“I choose to share the word “JIYAN” (=LIFE in Kurmanji). My family and I left Syria because we wanted to live. It’s as simple as that.”- Hani, 15 years old.
Diyar, originally from Qamishli (Syria), wanted me to paint the word “Ambition” on his house. He told me that his ambition was to study chemistry. At the moment he’s finishing his schooling here in the refugee camp, but next year he will have to go to university in Erbil or abroad. He’s hoping to move to Newcastle (UK), where his aunt lives, but it’ll be several months before he is given the green light. Wherever he’ll be next year, Diyar will remain ambitious and will keep moving forwards.
“Union” was the word chosen my the inhabitants of Altos De La Florida, a low income neighbourhood in Soacha, near Bogotá. Thank you to the volonteers and the locals who helped me paint this house. And thank you to the French Embassy in Colombia, who invited me here.
Sameena helped us a lot with the “Muskan” mural by spending hours on small details. For our last wall before we leave Mumbai, she would like us to paint the word “Trust” on the square. I’ve painted 123 words in slums of 10 different countries and it’s the first time I’m going to paint “Trust”. It’s also a great word to describe our relationship with the people of Phule Nagar.
“Itcha” means “wish” in Hindi. The word was chosen by one of our good friends in the slum, Arbaz, a 17-year old college student. He was big dreams of traveling the world one day!
We painted Arshad’s house without telling him. He’s a very friendly guy, and we wanted to paint a little surprise for him. We asked his neighbours and family to choose a word and they went for “Muskan” (which means “Smile” ). He works at a hotel in central Mumbai and he was delighted to see our work when he came home! All smiles in Phule Nagar!

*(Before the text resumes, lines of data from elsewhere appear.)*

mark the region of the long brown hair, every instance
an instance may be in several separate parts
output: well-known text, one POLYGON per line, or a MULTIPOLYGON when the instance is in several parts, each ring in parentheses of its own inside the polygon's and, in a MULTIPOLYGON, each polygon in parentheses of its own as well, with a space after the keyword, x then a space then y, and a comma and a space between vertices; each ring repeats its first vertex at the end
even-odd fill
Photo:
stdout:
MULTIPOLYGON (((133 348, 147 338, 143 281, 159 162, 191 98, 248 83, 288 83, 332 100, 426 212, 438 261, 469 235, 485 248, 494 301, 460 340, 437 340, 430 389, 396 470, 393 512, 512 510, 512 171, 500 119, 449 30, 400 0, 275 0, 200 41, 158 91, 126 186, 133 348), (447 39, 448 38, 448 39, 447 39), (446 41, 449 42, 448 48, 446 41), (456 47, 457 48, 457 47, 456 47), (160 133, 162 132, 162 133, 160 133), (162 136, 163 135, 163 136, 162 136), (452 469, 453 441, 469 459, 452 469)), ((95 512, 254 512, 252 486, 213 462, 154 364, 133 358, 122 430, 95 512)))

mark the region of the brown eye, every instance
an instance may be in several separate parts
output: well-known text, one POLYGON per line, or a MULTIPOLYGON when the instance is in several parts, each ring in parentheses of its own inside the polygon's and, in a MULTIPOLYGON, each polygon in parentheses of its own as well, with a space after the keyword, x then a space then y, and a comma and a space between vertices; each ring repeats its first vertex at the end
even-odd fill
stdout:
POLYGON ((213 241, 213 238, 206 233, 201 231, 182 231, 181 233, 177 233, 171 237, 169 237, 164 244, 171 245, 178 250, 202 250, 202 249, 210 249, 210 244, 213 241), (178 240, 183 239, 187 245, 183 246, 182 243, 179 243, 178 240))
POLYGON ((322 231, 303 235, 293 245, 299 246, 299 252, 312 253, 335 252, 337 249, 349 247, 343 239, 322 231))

This is Lakhan, one of our good friends from Phule Nagar. He’s deaf and can’t speak at all, not even sign language. He’s never been to school and therefore he can’t read or write either. In fact, apart from a few hand gestures he can’t communicate with anyone. He spends his days selling packets of water around the local train station. His mother boils water to make it drinkable and puts it in plastic packets which she then pops into the fridge. For the past few weeks we’ve been living off this water!
Each morning, Lakhan comes into our house and wakes us up by pulling our feet, a way of saying it’s time to go to work. Every evening, when the sun sets, he comes over to us and gestures that the day is over and we should pack our gear. Then he comes over to our house after dinner and we have a little drawing session. His drawings are those of a brain almost untouched by culture. Unique and spontaneous!